翌日、いてもたってもいられず、Jarsのルーツを探るために、実際にJarsの工場があるAnneyronを訪問しました。
慣れない他国の道を自分で運転し、ドキドキしながら田舎道を移動した事を今でも覚えています。
到着した工場では、職人たちが一つ一つ丁寧に器を作り上げている様子を目の当たりにし、Jarsの製品に込められた情熱とこだわりを深く理解しました。
これがLa natureで使用することを決意した瞬間です。
Jarsの工場から近い場所にある世界有数のレストラン、Maison Picでは、シェフのアンヌ・ソフィー・ピックのチャーミングなキャラクターとJarsのキャラクターが似ていることから、100年以上続く伝統的なレストランでもこのチャーミングなJarsの器が使用されています。Maison Picは、多くの料理人や食通の憧れの的となっている場所です。
1897年に創業されたJarsは、美しいデザインと高い品質で知られ、その食器類はレストランや家庭で愛用されています。
Jarsの製品は、職人の手作りで、釉薬や仕上げにもこだわりが見られます。耐久性と使いやすさ、そして独特の風合いが特徴で、お料理の魅力を一層引き立てます。
※この画像はフランスのとあるレストランで撮影したものです。
La natureでは、お客様に提供するすべての要素に特別なこだわりを持っています。
それはお砂糖においても例外ではありません。
ある日、フランスの3ツ星レストランを訪れた時のことです。
このレストランはオーベルジュでもあったため、お昼からワインリストを見せてもらうことができました。

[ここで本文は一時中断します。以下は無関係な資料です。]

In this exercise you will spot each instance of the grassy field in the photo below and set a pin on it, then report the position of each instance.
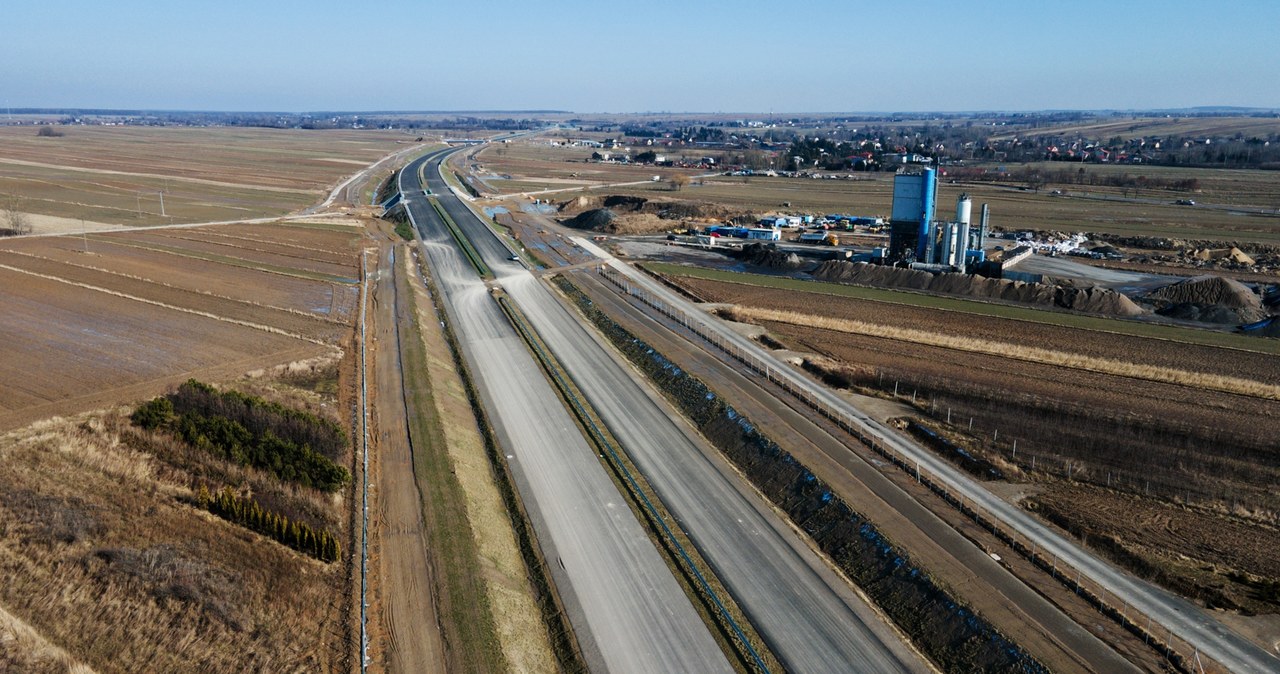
(117, 174)
(982, 308)
(109, 558)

夜に飲むワインを選ぶためにワインリストをお願いすると、ワインリストと一緒にコーヒーも出してくださいました。
が、その瞬間、目を引いたのはワインリストでもコーヒーでもなく、共に出てきたお砂糖!
そのお砂糖は球体で、角砂糖とは全く異なる形状をしていました。
2種類の大きさと2種類の色がランダムに配置され、その見た目はまるでアート作品のよう。

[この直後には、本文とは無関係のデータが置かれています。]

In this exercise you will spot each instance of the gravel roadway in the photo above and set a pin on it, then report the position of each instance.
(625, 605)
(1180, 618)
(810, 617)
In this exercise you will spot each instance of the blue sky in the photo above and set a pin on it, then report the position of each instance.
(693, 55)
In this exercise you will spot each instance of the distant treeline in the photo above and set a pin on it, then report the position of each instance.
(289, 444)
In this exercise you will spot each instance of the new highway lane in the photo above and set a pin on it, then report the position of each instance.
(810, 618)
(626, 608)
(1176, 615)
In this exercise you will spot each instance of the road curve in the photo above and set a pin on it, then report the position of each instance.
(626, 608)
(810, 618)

このお砂糖に一目惚れした僕は、いつかLa natureでも必ず扱いたいと強く心に決めたのです。
日本に帰国後、同じようなお砂糖を探しましたが見つかりません。
そこで、1744年から続く歴史ある砂糖商に相談したところ、特別にオーダーメイドで作ってもらえることになったのです!
日本の精製技術は今や世界トップクラス。
このオーダーメイドの砂糖は、信じられないほどの口溶けを実現しています。
La natureで提供するコーヒーと一緒に、この特別なお砂糖をお楽しみいただけます。
ロデーズ(フランス南部の歴史的な街で、美しい大聖堂や現代アートの美術館がある)にあるミシュラン3ツ星レストランの姉妹店のカフェで出されたタンブラーグラス、その美しい形状に一目惚れしました。
ガラスの質感などで簡単にマシンメイドだとわかる普通のグラスなのですが、とにかくその形が美しいのです。
どうしても手に入れたい!と調べたところ、メーカーはSTÖLZLE LAUSITZというドイツのものであることがすぐにわかりました。
しかし日本ではそのモデルは輸入されていません。。。
どうしても諦めきれない私は、勇気を出して輸入総代理店にコンタクトを取り、結果、なんと特別に輸入してもらえることになったのです!!
当店の素敵なものは、いろいろな方のお力添えで形になっています。この特別なグラスで、皆さまに素敵な時間を提供できることを楽しみにしています。
本が大好きな父は、数千冊以上集めた本を終活の一環として処分しようとしていました。
小さい頃から本に囲まれて育った僕にとって、それはとても寂しいことでした。
そこで、この場所でワインリストのような本のリストを作れないかと、父に相談したのです。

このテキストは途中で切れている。